Logo a terra se tornou estéril, nada germinava. Secava o trigo, as árvores não pariam. Poeira e aridez cobriam tudo. A fome atingiu os homens. Estes gemeram tanto que Zeus se compadeceu e determinou a Hades que devolvesse Perséfone. Ele concordou. O que havia entre eles, entretanto, são segredos dos subterrâneos e dos amantes. Dizem as lendas que ele apenas lhe estendeu uma romã. Ela olhou demoradamente para o fruto e pôs na boca as sementes vermelhas. Os lábios dele se abriram num riso de triunfo.

Perséfone emergiu das entranhas da terra. Os raios do sol imediatamente se entrelaçaram em seus cabelos e os olhos retomaram a antiga cor. A mãe a abraçou e o ar se encheu de perfumes de sálvia, tomilho e lavanda.
Hades se mantinha silencioso e sua expressão era indecifrável. Cochichou algo nos ouvidos de Zeus e este tocou de leve nos braços de Deméter. Quando a deusa se voltou, viu na palma da mão de Hades a romã, na qual faltavam seis sementes. A mãe deixou escapar um gemido. A lei determinava que quem comesse algo no submundo, ali deveria permanecer. Um acordo foi feito. Seis meses com a mãe na superfície, seis meses com o marido no mundo subterrâneo. Perséfone tornou-se duas. Deusa de vida e morte, aniquilamento e ressurreição, promessas e desolação.
Quando ela desaparecia nas profundezas, nada brotava. O frio do coração de Deméter endurecia o chão, enregelava os galhos e fazia adormecer as sementes no fundo da terra. No império dos mortos, eram seis meses de calma. Perséfone sentava-se no trono de Ébano e reinava com Hades sobre os fantasmas pálidos.

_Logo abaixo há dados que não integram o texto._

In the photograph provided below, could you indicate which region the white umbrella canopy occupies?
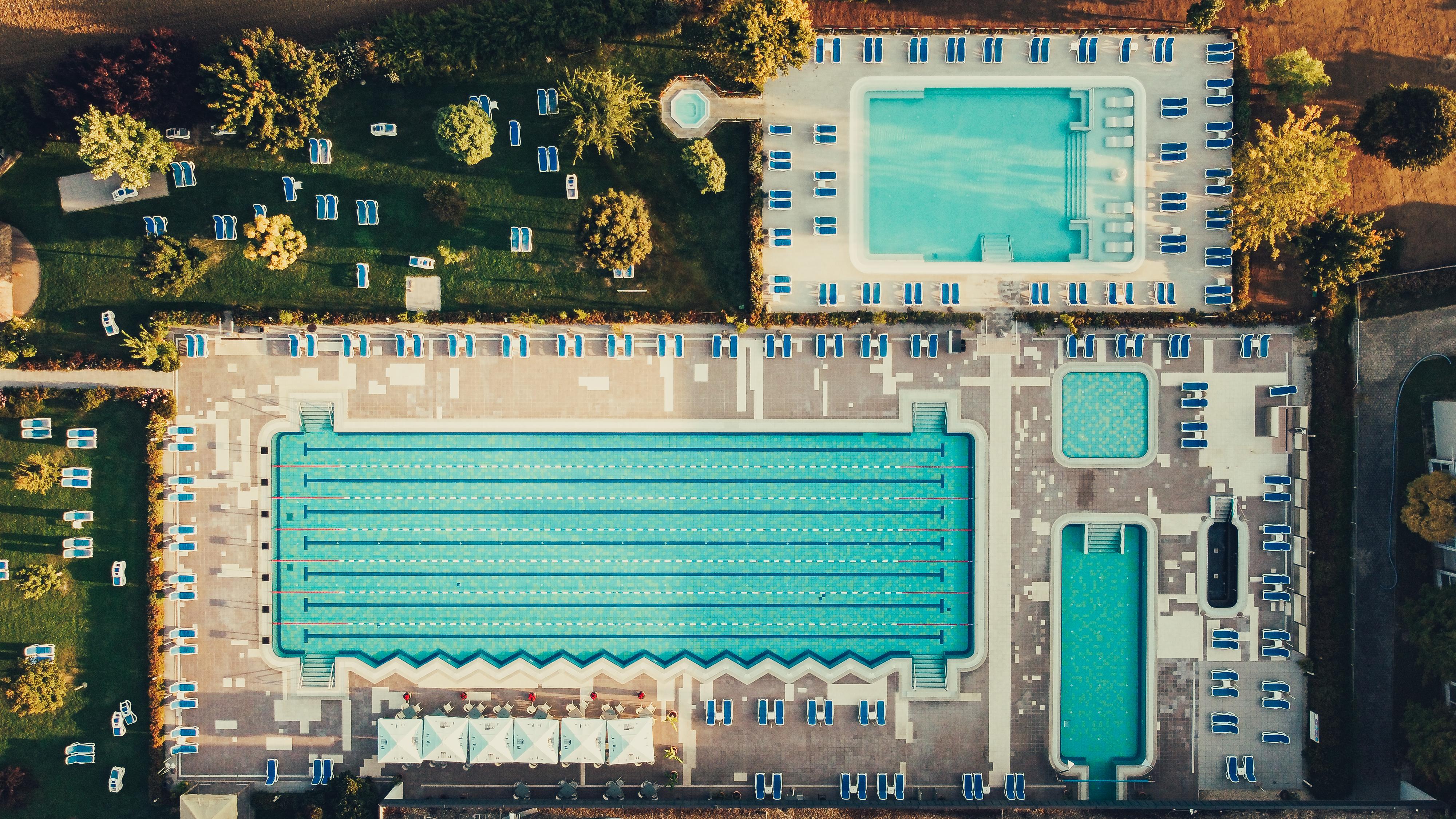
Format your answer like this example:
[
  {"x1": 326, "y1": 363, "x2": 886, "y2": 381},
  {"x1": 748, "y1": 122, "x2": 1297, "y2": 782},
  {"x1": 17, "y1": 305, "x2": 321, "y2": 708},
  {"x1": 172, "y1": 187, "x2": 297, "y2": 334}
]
[
  {"x1": 607, "y1": 717, "x2": 654, "y2": 765},
  {"x1": 561, "y1": 717, "x2": 607, "y2": 765},
  {"x1": 511, "y1": 719, "x2": 561, "y2": 765},
  {"x1": 419, "y1": 717, "x2": 466, "y2": 762},
  {"x1": 379, "y1": 720, "x2": 422, "y2": 764},
  {"x1": 464, "y1": 719, "x2": 515, "y2": 765}
]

Ao voltar à superfície, entretanto, trazia consigo a primavera, os grãos, o verde luxuriante, os brotos tenros. As flores retornavam, como as abelhas e os pássaros migratórios. Ela remoçava, tornava-se a adolescente delicada, de finos dedos a segurar violetas. Nas casas enfeitadas de guirlandas havia vinho novo e aroma de compotas. As moças colhiam ervas frescas e forravam de alfazema os travesseiros. Nos longos dias de luz, renovava-se a vida, lotava-se o celeiro.
As noites traziam ventos suaves e sabor de alecrim, murmúrio de chuvas e promessas de colheitas. Nelas se celebravam os mistérios de Elêusis.